When an agent calls a runbook through MCP, the call goes through the gateway. The gateway checks IsUserAllowedToRunRunbook against the agent's identity (which inherits from the human who created the session). If the rule matches, the script executes against the target connection. Guardrails still apply. Masking still applies. The session lands in the audit log with the human's name, the agent's name, the runbook called, and the parameters used.

You haven't given the agent write access to the database. You've given it write access to one shape of write.

What about the things runbooks don't cover?

Two honest gaps.

Runbooks are pre-meditated work. They handle the operations your team has already designed for. The 3 AM exploratory debug isn't a runbook. It's an agent reading logs, joining tables it hasn't joined before, asking questions nobody scripted. For that, you're back to read-only plus session review. Which is fine. Read-only is the right default for exploration.

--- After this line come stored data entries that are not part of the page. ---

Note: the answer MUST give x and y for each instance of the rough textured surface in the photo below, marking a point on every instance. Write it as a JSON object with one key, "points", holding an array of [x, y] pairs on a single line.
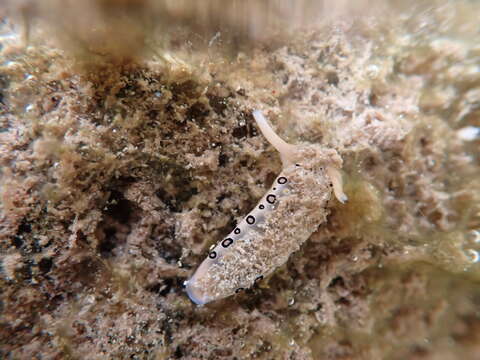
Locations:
{"points": [[116, 178]]}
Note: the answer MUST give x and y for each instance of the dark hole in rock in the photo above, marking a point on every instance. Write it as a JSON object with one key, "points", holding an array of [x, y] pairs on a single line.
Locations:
{"points": [[25, 272], [187, 88], [222, 159], [197, 112], [109, 243], [45, 265], [164, 288], [178, 353], [338, 281], [218, 104]]}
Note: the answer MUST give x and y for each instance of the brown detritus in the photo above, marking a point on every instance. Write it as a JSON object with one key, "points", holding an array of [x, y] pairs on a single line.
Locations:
{"points": [[116, 177]]}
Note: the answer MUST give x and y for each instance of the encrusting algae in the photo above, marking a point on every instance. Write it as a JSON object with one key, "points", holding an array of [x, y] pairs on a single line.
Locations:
{"points": [[119, 171]]}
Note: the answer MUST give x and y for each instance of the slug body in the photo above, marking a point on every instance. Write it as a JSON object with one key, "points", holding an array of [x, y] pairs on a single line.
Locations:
{"points": [[284, 218]]}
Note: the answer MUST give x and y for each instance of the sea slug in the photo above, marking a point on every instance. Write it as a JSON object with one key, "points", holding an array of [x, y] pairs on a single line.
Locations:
{"points": [[284, 218]]}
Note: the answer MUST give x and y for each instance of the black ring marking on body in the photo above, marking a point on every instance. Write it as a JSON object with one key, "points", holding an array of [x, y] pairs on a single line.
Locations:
{"points": [[227, 242], [271, 198], [258, 278]]}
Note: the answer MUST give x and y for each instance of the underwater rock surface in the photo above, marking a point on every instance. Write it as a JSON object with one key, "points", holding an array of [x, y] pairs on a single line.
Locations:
{"points": [[117, 176]]}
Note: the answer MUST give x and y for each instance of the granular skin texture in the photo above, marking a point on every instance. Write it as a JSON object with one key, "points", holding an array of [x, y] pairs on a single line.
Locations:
{"points": [[117, 176], [299, 207]]}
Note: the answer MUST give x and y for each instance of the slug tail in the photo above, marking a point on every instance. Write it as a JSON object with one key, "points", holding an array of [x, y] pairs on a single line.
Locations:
{"points": [[285, 149]]}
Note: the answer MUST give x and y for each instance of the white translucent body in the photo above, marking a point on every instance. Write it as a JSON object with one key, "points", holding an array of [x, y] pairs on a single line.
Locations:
{"points": [[254, 248]]}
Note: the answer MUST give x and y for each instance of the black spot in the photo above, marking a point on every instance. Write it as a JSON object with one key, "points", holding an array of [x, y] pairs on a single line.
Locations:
{"points": [[45, 265], [165, 287], [187, 89], [240, 132], [222, 159], [178, 354], [338, 281], [218, 104], [109, 243], [174, 203], [227, 242], [258, 278], [24, 227], [271, 198], [332, 78]]}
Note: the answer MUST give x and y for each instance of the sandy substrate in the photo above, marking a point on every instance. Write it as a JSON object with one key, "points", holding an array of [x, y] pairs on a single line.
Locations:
{"points": [[118, 174]]}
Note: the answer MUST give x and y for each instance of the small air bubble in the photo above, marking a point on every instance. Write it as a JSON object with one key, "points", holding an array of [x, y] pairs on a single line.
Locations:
{"points": [[473, 255], [473, 236]]}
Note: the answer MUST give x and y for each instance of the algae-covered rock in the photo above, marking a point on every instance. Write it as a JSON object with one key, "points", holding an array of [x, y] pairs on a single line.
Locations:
{"points": [[128, 148]]}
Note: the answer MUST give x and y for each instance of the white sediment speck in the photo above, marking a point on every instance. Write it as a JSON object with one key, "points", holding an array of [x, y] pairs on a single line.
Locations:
{"points": [[469, 133]]}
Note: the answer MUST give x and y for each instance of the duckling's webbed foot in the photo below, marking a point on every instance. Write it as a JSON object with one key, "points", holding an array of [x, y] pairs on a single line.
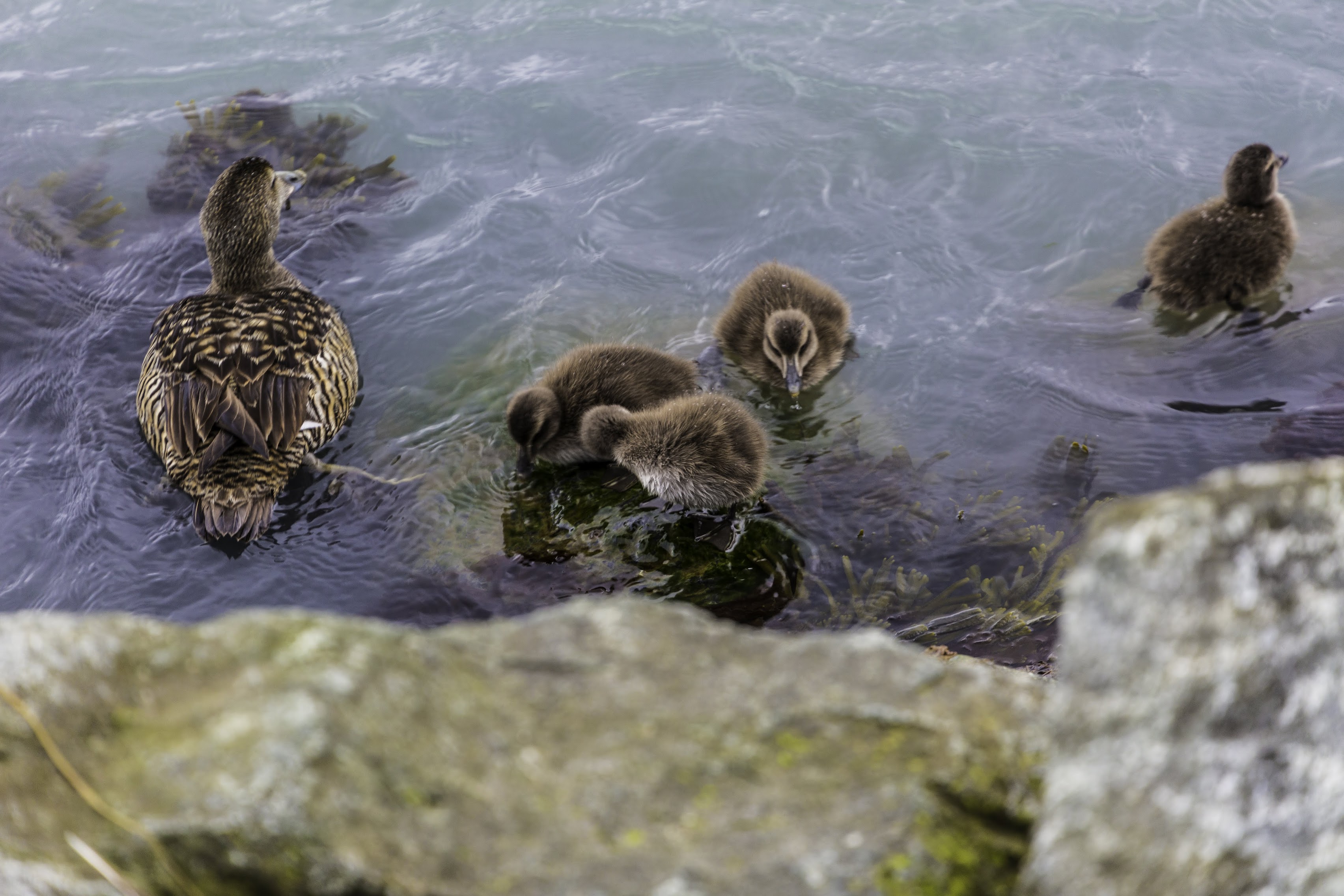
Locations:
{"points": [[1133, 297], [711, 369], [620, 480]]}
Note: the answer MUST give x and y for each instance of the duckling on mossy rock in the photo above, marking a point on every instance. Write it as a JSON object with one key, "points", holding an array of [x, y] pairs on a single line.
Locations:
{"points": [[702, 450], [545, 418], [1228, 249], [245, 379], [785, 327]]}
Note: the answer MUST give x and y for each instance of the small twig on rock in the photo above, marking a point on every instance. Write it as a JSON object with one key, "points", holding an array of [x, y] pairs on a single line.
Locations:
{"points": [[101, 866], [92, 796]]}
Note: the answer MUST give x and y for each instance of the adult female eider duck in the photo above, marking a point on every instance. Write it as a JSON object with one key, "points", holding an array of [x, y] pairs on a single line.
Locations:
{"points": [[1228, 249], [545, 418], [785, 327], [245, 379], [704, 450]]}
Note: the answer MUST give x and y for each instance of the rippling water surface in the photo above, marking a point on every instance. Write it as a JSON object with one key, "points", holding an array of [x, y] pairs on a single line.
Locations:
{"points": [[978, 178]]}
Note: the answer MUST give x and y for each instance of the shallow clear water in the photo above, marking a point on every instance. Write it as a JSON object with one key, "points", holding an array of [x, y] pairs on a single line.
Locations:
{"points": [[978, 178]]}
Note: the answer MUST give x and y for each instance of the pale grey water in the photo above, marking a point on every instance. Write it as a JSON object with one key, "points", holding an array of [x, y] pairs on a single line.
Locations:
{"points": [[976, 178]]}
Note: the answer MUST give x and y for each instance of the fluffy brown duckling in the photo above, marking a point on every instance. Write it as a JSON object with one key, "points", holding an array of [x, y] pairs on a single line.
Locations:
{"points": [[702, 450], [1228, 249], [785, 327], [245, 379], [545, 418]]}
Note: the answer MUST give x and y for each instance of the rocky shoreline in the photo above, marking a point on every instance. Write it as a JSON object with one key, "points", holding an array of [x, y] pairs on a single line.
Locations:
{"points": [[628, 746]]}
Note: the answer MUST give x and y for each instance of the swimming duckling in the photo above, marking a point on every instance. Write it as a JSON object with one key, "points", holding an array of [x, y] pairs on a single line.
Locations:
{"points": [[702, 450], [1228, 249], [787, 327], [245, 379], [545, 418]]}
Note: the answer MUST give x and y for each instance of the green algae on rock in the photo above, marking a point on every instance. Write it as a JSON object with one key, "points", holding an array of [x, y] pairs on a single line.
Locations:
{"points": [[256, 124], [607, 746], [935, 559], [604, 525]]}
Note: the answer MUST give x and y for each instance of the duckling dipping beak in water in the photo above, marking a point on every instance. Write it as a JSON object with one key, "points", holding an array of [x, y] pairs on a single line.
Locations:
{"points": [[289, 182], [790, 343], [534, 420]]}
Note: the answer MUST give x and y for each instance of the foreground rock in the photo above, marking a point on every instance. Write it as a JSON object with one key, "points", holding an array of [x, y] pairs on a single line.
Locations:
{"points": [[1202, 710], [604, 747]]}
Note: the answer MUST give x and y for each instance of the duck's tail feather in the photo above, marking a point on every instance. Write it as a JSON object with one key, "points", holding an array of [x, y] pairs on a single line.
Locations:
{"points": [[243, 522]]}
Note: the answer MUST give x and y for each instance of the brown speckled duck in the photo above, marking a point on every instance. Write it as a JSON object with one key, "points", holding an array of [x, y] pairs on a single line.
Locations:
{"points": [[245, 379], [1228, 249], [545, 418], [785, 327]]}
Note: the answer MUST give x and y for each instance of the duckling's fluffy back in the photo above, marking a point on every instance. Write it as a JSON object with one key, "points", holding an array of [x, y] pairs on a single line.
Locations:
{"points": [[633, 377], [771, 288], [1219, 252], [702, 450]]}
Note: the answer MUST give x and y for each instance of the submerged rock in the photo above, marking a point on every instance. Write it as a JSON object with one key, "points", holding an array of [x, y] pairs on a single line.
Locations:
{"points": [[1202, 703], [604, 747]]}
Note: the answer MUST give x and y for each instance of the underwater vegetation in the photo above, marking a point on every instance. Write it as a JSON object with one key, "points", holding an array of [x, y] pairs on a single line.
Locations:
{"points": [[65, 213], [601, 523], [257, 124], [936, 561]]}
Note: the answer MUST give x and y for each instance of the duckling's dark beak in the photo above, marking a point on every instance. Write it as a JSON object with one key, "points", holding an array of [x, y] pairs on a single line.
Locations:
{"points": [[296, 179]]}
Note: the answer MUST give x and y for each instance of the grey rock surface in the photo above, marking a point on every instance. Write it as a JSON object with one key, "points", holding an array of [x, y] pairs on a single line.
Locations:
{"points": [[1201, 711], [604, 747]]}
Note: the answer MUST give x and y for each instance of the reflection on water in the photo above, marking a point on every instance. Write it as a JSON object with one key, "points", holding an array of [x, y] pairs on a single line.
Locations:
{"points": [[978, 181]]}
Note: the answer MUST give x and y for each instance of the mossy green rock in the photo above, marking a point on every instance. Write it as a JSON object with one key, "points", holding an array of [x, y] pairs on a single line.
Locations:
{"points": [[616, 746]]}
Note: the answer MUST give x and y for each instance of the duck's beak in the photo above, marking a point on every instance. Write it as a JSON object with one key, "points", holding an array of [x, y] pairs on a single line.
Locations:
{"points": [[295, 181]]}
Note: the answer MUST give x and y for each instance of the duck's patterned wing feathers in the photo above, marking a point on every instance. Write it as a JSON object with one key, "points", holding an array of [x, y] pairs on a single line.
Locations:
{"points": [[236, 369]]}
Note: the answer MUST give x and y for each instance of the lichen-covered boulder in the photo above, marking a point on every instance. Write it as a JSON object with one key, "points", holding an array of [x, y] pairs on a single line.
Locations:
{"points": [[1201, 715], [615, 747]]}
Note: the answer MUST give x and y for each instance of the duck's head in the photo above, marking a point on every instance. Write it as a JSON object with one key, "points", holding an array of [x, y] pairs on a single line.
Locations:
{"points": [[1252, 176], [534, 418], [241, 218], [603, 427], [791, 342]]}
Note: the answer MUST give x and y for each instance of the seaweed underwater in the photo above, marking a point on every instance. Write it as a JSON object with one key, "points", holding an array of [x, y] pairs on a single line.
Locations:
{"points": [[63, 214], [257, 124], [949, 562]]}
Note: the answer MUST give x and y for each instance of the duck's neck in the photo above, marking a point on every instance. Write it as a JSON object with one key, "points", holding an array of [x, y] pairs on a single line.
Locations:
{"points": [[249, 276]]}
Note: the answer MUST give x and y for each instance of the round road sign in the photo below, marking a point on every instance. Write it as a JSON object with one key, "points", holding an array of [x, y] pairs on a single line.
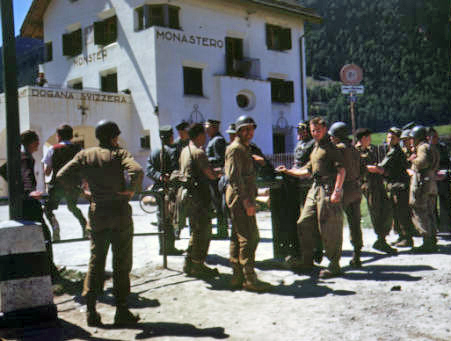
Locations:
{"points": [[351, 74]]}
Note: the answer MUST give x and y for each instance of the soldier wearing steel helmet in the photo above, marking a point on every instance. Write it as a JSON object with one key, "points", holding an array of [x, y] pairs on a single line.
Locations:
{"points": [[352, 194], [423, 189], [322, 210], [241, 192], [394, 169], [110, 216]]}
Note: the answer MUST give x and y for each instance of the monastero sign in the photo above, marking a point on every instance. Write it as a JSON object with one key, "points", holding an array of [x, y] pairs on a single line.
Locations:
{"points": [[182, 38]]}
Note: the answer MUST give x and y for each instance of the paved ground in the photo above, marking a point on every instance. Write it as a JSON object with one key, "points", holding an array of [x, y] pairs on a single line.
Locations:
{"points": [[406, 297]]}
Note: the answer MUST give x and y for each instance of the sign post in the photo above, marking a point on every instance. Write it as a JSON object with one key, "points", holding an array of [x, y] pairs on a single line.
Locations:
{"points": [[351, 75], [15, 187]]}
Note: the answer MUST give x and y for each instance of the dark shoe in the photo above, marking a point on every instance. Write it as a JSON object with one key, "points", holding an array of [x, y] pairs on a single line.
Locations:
{"points": [[382, 245], [93, 319], [333, 270], [405, 242], [124, 317], [355, 261], [428, 247]]}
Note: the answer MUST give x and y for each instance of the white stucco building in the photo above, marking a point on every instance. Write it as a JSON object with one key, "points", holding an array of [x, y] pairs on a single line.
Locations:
{"points": [[171, 60]]}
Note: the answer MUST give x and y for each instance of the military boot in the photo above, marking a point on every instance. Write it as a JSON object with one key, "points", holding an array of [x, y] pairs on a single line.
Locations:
{"points": [[355, 261], [124, 317], [92, 316], [237, 278], [333, 270], [56, 229], [429, 246], [382, 245], [252, 283]]}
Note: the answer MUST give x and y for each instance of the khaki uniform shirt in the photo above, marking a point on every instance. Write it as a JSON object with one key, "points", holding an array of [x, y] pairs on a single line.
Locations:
{"points": [[193, 161], [325, 160], [427, 159], [103, 168], [240, 171]]}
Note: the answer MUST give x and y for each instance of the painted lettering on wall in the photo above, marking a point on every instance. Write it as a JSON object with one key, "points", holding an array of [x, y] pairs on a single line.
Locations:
{"points": [[86, 96], [182, 38], [90, 58]]}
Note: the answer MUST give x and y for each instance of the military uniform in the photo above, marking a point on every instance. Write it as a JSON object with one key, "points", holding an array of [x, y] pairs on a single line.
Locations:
{"points": [[162, 162], [240, 170], [352, 196], [423, 190], [193, 161], [110, 215], [216, 153], [56, 158], [374, 191], [318, 212], [395, 165]]}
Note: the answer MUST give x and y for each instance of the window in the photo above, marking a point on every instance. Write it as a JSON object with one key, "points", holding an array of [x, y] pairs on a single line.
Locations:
{"points": [[192, 80], [282, 91], [234, 54], [157, 15], [109, 82], [105, 32], [48, 52], [72, 43], [278, 38]]}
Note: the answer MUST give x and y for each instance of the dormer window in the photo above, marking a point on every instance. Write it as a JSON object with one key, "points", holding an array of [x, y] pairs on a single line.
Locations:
{"points": [[105, 32], [72, 43], [157, 15]]}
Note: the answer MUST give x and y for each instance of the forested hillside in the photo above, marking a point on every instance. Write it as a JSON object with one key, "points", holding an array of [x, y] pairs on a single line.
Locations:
{"points": [[403, 47]]}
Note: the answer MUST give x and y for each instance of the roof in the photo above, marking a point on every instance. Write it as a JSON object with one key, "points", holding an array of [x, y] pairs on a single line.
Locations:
{"points": [[33, 25]]}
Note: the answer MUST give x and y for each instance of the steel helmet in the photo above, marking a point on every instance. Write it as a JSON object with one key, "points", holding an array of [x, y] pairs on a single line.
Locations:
{"points": [[339, 130], [243, 121], [107, 130], [419, 133]]}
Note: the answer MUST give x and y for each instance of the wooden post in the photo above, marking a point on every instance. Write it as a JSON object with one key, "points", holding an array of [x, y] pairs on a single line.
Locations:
{"points": [[15, 186]]}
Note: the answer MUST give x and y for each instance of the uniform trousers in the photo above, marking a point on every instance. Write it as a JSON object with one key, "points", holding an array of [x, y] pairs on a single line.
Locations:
{"points": [[322, 215], [244, 239], [110, 225], [200, 227], [381, 212]]}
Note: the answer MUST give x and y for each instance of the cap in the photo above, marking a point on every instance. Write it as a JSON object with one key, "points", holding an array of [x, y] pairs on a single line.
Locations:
{"points": [[211, 122], [182, 125], [231, 129], [395, 131], [165, 131], [362, 132]]}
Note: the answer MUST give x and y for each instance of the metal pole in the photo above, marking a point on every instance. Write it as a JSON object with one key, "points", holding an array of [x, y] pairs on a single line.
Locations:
{"points": [[15, 186]]}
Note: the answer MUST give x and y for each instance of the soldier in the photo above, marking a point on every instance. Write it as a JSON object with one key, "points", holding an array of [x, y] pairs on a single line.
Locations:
{"points": [[240, 197], [231, 130], [352, 194], [443, 184], [374, 190], [161, 163], [32, 209], [423, 189], [394, 168], [110, 216], [57, 156], [322, 209], [216, 154], [195, 166], [183, 139]]}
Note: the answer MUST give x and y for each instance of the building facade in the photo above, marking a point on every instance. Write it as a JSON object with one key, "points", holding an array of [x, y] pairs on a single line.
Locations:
{"points": [[180, 60]]}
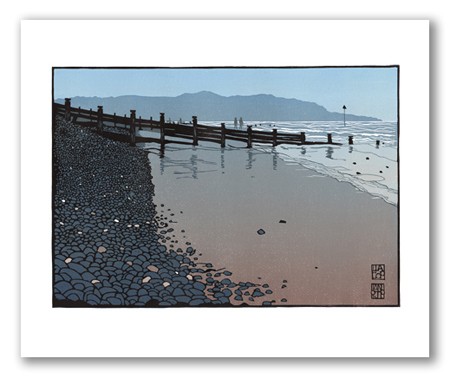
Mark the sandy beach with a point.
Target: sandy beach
(310, 238)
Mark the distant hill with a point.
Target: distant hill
(208, 106)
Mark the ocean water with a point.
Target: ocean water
(367, 166)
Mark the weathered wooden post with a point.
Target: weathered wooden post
(194, 131)
(162, 122)
(100, 120)
(222, 135)
(54, 115)
(249, 136)
(67, 109)
(132, 127)
(302, 137)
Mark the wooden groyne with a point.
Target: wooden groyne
(123, 128)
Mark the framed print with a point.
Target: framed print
(244, 183)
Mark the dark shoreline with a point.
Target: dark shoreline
(108, 248)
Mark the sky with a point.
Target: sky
(368, 91)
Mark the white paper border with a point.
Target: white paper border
(263, 332)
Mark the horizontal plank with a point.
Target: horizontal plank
(86, 124)
(236, 133)
(209, 127)
(205, 139)
(237, 139)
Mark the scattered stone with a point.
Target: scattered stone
(153, 268)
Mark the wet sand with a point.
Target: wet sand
(320, 235)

The other gap is the runbook library itself. If your team has six runbooks, agents get six tools. The value compounds with the library. The teams getting the most out of this pattern are the ones that already had a scripts/ directory and just needed somewhere to publish it safely.

Where does this sit in the broader pattern?

Two things are happening in production access at the same time. AI agents are showing up next to engineers in the same pipes. And the policies meant to govern human access were already behind. Most teams don't have the headcount to write per-action rules. The ones who tried describe it as "permissioning the database fleet with a team of five for years and never finishing."

Runbooks invert the model. Instead of writing a policy that describes every mutating action an agent might take, you write the actions you want it to take. The rest is denied by default. The library becomes the policy.

That's the security team's leverage. Code review is the bottleneck. Code review is also the thing they trust.

What changes for the security team this quarter?

Stop asking "what should the agent be allowed to do." Start asking "what scripts should exist."

The first one is a policy problem with no end state. The second one is a backlog. Backlogs ship.

If you're using Hoop, runbooks ship today. They live next to guardrails and approvals in the same gateway. The agent calls them through MCP. The session looks the same as a human's. Your audit log doesn't care which it was.

Your agents got demoted because the trust model didn't fit. The trust model wasn't broken. The interface was.